By Jazmine Colon
SAN FRANCISCO, CA — This week, more than a week after the escalation of violence that took place Aug. 6, the San Francisco Police Department held a virtual town hall concerning four police officers firing shots at Jose Corvera in the residential 300-block of Shotwell Street in the Mission District.
The SF Public Defender’s Office called the incident a “biased police stop,” and demanded the release of the suspect.
The SFPD said Corvera was carrying an imitation gun that fires blanks, confirmed Commander Paul Yep after a full chronology of events.
The SFPD also confirmed Corvera is currently held in the county jail facing seven felony charges and two misdemeanors. These charges include two counts of threat to an officer and exhibiting and carrying a loaded firearm, according to San Francisco County Jail records.

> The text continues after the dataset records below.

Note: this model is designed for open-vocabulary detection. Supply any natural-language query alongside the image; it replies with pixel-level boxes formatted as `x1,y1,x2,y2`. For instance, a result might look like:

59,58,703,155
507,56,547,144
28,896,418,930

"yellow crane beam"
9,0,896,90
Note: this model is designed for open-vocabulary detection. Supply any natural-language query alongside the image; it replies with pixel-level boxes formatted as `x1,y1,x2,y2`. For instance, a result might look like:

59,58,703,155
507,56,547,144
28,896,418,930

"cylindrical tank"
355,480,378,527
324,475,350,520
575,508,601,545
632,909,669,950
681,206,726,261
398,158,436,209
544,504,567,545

The SF Public Defender’s Office said California Penal Code section 417.4, or brandishing an imitation firearm, is only a misdemeanor. Exhibiting an imitation firearm is of lesser violation and categorized as an infraction, included in Penal Code section 12556(a).
“We ask for his immediate release as the victim of a biased police stop and officer involved shooting by SFPD,” said Deputy Public Defender Alex Horner, who is representing the victim, adding, “Mr. Corvera is Latino, limited English proficient, and suffers from mental health challenges.”
Horner argued “the officers who stopped Mr. Corvera had not observed him commit any crime, and during today’s police town hall, representatives of the SFPD only gave vague explanations for the stop without providing any evidence of a reported crime.”
Horner maintained, “This appears to be an example of police relying on their own bias to initiate a stop of a man who was riding a bicycle and pushing another,” noting public jail records show no charge for theft against Corvera.
“A police interaction can be frightening precisely because an unnecessary stop of a person with mental health challenges and language needs can quickly escalate. When an officer exited a police car, Mr. Corvera tried to walk away. He then hid behind a parked car while holding onto a prop gun he carries for protection,” Horner continued.
“This unnecessary police stop instigated and escalated a situation which endangered the public, Mr. Corvera, and members of the SFPD. What ensued was a disorganized scene in which numerous officers were called to surround the block, including a large police tactical vehicle, the deputy PD said.
According to SFPD chronology, Officer Cain Schrachta and his training officer Michael Rotschi fired their guns after they said Corvera fired at them.
Later, Officer Jean-Michel M’Bouroukounda arrived armed with a rifle. “He’s got it pointed in this direction,” M’Bouroukounda shouted, before aiming and firing his gun through the windshield of a police car.
Horner pointed out that, after the shots, “other officers can be heard asking each other whether it was an officer or Corvera who fired.”
One last officer, Cory Faubel, discharged his weapon before Corvera threw his prop gun into the street, where it went off on its own. After, officers approached and arrest Corvera, who reportedly said, “For nothing, you take me … I didn’t do nothing wrong.”
Horner concluded, “Thankfully, Mr. Corvera came away with his life. However, he remains traumatized, detained, and is unfairly facing charges. Too often prosecutors and judges use mental health conditions to justify jailing people even when they pose no threat to themselves or others and may otherwise benefit from medical support, housing, and other necessary services.”